一、东盟学生出不去——留学目的国家很苦恼

我们在观察国际学生流动时,通常是“以我为主”地思考问题,主要关心中国学生去哪里,来华留学生从哪儿来这类问题。但是为把握《区域全面经济伙伴关系协定》(RCEP)下的新机遇,助力建设更为紧密的中国-东盟命运共同体,我们还要问东盟国家的留学生想要什么样的国际教育?东盟国家是多个发达国家留学生的重要来源国,留学生出不去,不仅东盟国家着急,像美国、英国和澳大利亚这样依赖留学生来推动高等教育国际化发展和创造经济收益的国家也十分担心。比较联合国教科文组组织的数据发发现,东盟国家学生到国外就读大学的选择与我国的学生相似,主要去往美国、澳大利亚、英国、加拿大和日本等优质高等教育资源丰富的国家。

以OECD的数据做进一步分析,便能够发现来自东盟国家的留学生对留学目的地的重要性。例如,美国和澳大利亚作为与东盟发展关联紧密的大国和周边强国,来自东盟国家的国际学生是其高等教育国际化发展的重要力量。在美国高校国际学生中占比最多的是来自亚洲国家的留学生,2013-2019年间,亚洲共有约489万人的国际学生到美国高校接受教育,其中东盟国家约占38万人。[1]在疫情前的一段时间内,东盟国家留学生赴美留学的整体情况较为稳定,呈现微弱下降趋势的有印尼、马来西亚和泰国,新加坡和菲律宾等国保持基本稳定的趋势(见图1)。其中特别令人惊讶的是,选择到美国留学的越南学生不断增加,从2015年后每年保持在2万名以上,留学美国的学生数量远大于其他东盟国家。而美国国际教育研究院发布的《开放门户》(Open Doors)报告显示,在2010-2019年间,越南留学生不断增加,越南也与中国、印度、韩国、沙特和加拿大等国成为美国的国际学生主要来源国。[2]

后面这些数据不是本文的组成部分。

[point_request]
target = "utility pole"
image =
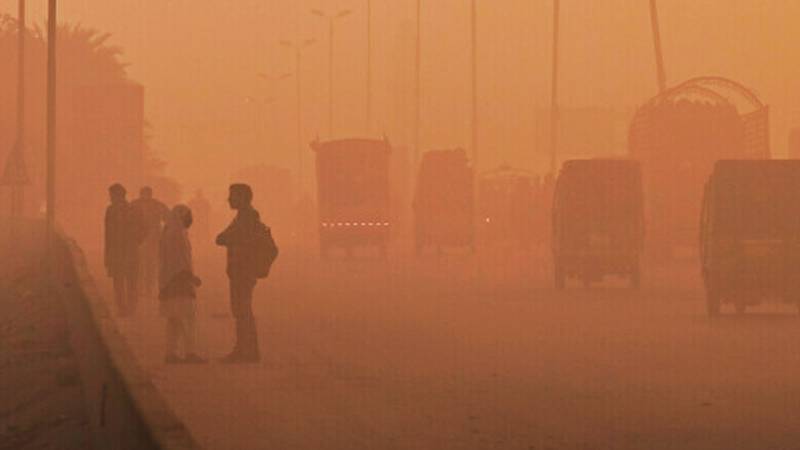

图1 东盟国家学生到美国高校留学的情况(2013-2019年)[3]

与远渡重洋去到北美洲留学相比,还有不少东盟国家的学生选择到临近的澳大利亚留学。在2013-2019年间,东盟国家共计约44万余人的学生选择到澳大利亚留学。与留学美国相似的是,越南在疫情前的留学生派出规模不断上涨,在2017年超越马来西亚成为澳大利亚国际学生最多的东盟国家,该年留学人数达到15298名(见图2)。除此以外,在疫情前的6年间,印尼和菲律宾留学澳大利亚的人数都有了较为明显的增长;新加坡和泰国在2016年后逐步聚拢,留学人数变化轨迹宛如一把剪刀(不知道最后被剪的会是谁呢?);文莱、缅甸、柬埔寨和老挝四国留学澳大利亚的人数整体规模较小。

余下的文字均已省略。